A que cheira a tua cidade?

O cheiro de Dublin é relva acabada de cortar e o Madrid cheirará sempre a Ducados sem filtro, Paris cheira ao que cheirar o Sena e Nova Deli cheira a caril, San Sebastian cheira a uma mistura de pimentos assados e barcos de pesca, Roma cheira a café curto e a Suiça cheira a estrume de vaca.

Lisboa cheira a refogado, um cheiro antigo de cebola, azeite e louro.

21 julho 2020

Podes...

... chegar deslumbrante num conjunto clássico Dior, podes olhar-me nos olhos enquanto me explicas o que te fascinou no último Tarantino, podes encostar a tua cabeça no meu ombro enquanto ambos seguramos um bom Bordéus, podes falar-me de Bach e de Boticelli, de Mayra Andrade e de Jorge Palma, podes perguntar-me por terras que não conheces e recantos onde fui razoavelmente feliz, podes confiar-me segredos enquanto eu cozinho o meu melhor risotto.

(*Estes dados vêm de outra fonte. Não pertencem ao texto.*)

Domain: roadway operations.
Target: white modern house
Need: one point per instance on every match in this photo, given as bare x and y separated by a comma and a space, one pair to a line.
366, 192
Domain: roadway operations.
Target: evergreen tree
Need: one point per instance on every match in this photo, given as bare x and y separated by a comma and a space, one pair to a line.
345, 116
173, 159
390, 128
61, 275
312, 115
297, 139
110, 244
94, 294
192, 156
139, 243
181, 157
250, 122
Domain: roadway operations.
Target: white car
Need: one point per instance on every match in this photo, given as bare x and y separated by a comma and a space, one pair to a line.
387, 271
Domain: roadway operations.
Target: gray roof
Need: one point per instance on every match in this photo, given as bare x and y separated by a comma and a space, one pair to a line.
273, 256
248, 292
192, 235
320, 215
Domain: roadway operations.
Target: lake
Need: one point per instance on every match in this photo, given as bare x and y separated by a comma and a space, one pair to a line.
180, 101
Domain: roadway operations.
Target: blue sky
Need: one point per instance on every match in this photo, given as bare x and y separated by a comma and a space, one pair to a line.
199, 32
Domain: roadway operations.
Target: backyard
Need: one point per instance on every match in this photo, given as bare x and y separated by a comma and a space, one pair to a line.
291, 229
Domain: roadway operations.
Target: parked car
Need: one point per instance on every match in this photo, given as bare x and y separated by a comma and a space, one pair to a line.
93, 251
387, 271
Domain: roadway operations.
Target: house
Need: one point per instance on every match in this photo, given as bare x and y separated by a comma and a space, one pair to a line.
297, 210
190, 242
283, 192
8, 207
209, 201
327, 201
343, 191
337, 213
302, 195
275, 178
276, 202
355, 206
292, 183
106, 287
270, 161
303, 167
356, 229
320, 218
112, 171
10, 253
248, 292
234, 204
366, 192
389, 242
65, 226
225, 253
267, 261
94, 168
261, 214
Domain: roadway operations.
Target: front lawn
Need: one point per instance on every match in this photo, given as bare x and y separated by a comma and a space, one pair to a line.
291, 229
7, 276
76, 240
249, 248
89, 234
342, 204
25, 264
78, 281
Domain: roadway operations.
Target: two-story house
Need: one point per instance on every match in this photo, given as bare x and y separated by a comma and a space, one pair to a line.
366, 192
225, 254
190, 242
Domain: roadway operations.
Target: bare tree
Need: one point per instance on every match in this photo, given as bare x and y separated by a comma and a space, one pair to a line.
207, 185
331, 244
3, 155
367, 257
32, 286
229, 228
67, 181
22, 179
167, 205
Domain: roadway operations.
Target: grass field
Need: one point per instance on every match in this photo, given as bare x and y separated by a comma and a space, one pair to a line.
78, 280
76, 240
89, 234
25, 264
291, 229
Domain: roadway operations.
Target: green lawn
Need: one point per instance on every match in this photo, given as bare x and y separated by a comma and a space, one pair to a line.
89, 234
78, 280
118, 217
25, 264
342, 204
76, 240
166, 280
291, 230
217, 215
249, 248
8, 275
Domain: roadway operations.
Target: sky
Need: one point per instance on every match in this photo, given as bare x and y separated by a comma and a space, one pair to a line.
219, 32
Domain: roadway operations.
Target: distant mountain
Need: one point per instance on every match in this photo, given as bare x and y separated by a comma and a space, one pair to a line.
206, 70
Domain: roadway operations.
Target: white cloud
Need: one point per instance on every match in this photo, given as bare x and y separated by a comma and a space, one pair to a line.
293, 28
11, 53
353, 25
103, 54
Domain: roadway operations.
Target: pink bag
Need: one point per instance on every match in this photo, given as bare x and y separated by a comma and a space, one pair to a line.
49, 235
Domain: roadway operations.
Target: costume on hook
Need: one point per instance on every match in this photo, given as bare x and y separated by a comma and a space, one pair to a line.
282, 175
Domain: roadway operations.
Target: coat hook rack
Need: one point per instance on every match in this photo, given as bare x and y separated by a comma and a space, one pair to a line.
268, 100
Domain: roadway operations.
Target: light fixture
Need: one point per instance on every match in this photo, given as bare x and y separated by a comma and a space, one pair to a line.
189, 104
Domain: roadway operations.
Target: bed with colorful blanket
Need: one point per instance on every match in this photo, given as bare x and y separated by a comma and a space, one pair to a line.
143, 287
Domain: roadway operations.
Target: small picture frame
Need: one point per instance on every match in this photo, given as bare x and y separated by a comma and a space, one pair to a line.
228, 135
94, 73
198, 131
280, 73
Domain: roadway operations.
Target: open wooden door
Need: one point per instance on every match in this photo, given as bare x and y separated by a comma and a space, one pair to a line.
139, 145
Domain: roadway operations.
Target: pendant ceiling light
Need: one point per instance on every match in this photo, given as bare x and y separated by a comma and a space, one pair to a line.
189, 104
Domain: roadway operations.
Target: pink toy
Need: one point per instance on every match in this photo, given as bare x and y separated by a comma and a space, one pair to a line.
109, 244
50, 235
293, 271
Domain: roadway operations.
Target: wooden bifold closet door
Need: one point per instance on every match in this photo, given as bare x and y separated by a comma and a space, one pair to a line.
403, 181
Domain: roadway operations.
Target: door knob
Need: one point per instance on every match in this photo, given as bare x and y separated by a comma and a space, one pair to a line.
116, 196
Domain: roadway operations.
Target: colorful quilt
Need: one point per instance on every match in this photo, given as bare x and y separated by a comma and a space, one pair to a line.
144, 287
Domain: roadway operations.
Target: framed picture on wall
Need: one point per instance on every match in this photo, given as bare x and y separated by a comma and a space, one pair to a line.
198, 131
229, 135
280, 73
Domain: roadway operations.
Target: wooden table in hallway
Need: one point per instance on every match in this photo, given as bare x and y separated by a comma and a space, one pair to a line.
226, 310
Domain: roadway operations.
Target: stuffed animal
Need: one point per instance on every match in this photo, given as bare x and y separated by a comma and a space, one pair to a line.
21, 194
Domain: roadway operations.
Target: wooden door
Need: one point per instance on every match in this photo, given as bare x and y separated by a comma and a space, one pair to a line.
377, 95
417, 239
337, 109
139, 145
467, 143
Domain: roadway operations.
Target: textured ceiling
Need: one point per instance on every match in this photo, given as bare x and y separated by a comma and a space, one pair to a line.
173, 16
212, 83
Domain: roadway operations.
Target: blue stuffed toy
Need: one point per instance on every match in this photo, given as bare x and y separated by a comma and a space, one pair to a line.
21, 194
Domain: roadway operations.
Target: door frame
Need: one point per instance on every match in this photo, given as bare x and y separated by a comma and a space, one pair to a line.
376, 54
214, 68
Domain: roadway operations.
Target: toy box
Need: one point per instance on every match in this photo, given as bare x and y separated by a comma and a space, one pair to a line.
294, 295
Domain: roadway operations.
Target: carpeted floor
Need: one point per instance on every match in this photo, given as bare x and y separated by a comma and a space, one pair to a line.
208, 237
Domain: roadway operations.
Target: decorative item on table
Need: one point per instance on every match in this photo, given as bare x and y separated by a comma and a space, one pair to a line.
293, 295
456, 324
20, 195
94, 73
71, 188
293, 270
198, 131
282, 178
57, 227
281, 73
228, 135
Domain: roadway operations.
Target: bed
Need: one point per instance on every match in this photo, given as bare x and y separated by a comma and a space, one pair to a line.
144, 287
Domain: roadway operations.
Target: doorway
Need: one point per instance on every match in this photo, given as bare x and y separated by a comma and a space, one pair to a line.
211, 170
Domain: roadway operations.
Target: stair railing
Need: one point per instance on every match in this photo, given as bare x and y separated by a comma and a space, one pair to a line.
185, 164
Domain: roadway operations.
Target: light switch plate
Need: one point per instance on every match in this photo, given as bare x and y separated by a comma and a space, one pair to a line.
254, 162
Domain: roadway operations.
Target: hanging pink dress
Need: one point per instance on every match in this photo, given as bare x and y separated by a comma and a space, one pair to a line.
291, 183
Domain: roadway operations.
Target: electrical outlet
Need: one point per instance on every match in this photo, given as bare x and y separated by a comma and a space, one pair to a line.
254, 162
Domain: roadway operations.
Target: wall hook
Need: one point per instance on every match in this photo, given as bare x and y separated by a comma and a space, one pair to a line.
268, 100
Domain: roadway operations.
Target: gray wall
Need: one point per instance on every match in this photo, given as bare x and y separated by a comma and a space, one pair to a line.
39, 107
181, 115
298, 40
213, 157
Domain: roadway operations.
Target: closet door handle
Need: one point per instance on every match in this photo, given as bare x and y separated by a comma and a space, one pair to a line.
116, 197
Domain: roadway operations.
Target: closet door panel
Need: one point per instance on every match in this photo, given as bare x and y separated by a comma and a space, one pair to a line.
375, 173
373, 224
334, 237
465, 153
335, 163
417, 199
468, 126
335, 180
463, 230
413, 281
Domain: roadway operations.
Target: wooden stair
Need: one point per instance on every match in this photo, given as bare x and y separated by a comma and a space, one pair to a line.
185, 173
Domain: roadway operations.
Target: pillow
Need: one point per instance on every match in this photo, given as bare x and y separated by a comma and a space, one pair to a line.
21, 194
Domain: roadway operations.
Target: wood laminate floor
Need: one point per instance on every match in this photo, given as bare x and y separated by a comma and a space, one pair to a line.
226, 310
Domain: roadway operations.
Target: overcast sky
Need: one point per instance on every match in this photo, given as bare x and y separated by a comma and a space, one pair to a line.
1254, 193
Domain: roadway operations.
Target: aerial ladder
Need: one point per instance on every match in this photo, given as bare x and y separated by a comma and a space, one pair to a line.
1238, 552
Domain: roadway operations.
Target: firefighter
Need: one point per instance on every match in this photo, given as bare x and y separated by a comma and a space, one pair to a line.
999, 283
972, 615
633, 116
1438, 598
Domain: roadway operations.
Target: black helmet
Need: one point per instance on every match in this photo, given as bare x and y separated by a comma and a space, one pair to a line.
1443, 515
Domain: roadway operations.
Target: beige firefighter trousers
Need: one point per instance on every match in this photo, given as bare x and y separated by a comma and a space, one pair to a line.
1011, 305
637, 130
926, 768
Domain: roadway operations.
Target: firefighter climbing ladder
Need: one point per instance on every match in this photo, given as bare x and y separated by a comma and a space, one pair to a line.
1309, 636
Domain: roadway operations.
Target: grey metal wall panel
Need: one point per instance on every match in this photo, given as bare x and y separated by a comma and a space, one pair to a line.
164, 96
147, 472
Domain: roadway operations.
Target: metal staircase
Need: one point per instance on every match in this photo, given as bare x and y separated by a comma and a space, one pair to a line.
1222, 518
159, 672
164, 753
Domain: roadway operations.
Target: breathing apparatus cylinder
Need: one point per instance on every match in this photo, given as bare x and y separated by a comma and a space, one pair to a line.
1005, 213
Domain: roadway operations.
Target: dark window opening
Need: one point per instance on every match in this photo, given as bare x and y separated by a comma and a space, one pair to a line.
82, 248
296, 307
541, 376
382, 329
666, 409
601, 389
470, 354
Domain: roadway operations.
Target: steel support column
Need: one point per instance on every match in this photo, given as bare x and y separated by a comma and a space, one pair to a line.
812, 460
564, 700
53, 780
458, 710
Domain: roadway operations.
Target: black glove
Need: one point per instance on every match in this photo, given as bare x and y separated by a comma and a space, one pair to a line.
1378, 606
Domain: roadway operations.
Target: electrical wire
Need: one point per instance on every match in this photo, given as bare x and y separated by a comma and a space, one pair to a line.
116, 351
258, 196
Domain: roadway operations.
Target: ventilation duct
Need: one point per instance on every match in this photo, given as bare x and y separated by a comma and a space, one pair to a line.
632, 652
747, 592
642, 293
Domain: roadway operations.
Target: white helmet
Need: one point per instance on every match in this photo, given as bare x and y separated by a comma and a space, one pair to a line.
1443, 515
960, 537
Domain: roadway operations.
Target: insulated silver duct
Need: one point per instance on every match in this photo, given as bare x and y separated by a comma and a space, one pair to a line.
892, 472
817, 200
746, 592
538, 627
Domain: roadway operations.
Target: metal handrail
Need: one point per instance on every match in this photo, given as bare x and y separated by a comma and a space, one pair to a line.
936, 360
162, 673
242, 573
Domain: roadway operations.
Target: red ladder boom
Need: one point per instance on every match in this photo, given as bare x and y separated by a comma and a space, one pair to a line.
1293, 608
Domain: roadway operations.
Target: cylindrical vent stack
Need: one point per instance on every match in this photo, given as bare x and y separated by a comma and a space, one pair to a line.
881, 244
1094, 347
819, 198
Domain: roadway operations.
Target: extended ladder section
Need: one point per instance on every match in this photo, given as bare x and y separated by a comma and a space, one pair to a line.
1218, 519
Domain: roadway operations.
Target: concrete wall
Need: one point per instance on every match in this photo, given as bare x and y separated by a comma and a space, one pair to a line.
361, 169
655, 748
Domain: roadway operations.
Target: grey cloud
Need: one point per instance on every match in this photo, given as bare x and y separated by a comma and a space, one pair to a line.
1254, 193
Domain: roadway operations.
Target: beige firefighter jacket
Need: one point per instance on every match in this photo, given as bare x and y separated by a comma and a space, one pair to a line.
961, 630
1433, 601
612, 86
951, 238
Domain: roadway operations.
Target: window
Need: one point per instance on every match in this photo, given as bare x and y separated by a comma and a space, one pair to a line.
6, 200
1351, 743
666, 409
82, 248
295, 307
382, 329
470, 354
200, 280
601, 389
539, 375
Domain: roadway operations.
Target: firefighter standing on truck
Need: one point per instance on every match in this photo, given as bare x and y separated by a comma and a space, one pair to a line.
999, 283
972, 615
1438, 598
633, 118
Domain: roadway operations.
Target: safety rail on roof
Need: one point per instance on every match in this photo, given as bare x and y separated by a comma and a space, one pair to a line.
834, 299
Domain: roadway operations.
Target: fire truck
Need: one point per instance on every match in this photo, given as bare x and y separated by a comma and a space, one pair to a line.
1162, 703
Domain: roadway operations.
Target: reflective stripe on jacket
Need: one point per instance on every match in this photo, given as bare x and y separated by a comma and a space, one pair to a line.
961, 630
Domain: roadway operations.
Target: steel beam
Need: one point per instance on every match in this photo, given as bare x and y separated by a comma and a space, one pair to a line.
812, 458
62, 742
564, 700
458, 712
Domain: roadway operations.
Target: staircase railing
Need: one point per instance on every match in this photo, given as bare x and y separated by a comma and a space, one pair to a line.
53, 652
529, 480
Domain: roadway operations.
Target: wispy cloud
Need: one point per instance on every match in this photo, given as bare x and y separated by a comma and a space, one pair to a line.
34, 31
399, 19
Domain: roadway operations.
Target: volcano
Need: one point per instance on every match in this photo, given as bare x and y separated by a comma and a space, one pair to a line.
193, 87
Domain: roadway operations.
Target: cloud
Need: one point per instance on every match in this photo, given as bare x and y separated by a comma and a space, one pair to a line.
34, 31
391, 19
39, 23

Mas, por quem és, não estragues tudo apaixonando-te por mim.

13 julho 2020

E se Deus?

E se Deus não estiver no inexplicável, no pôr do sol na linha do horizonte, nas forças que pensávamos não ter, na doença que afinal se cura, no cimo da montanha acabada de subir, no pormenor que nos desvia do mau caminho no último momento, na grandiosidade que nos atinge no meio de um oceano?

E se Deus estiver nos livros?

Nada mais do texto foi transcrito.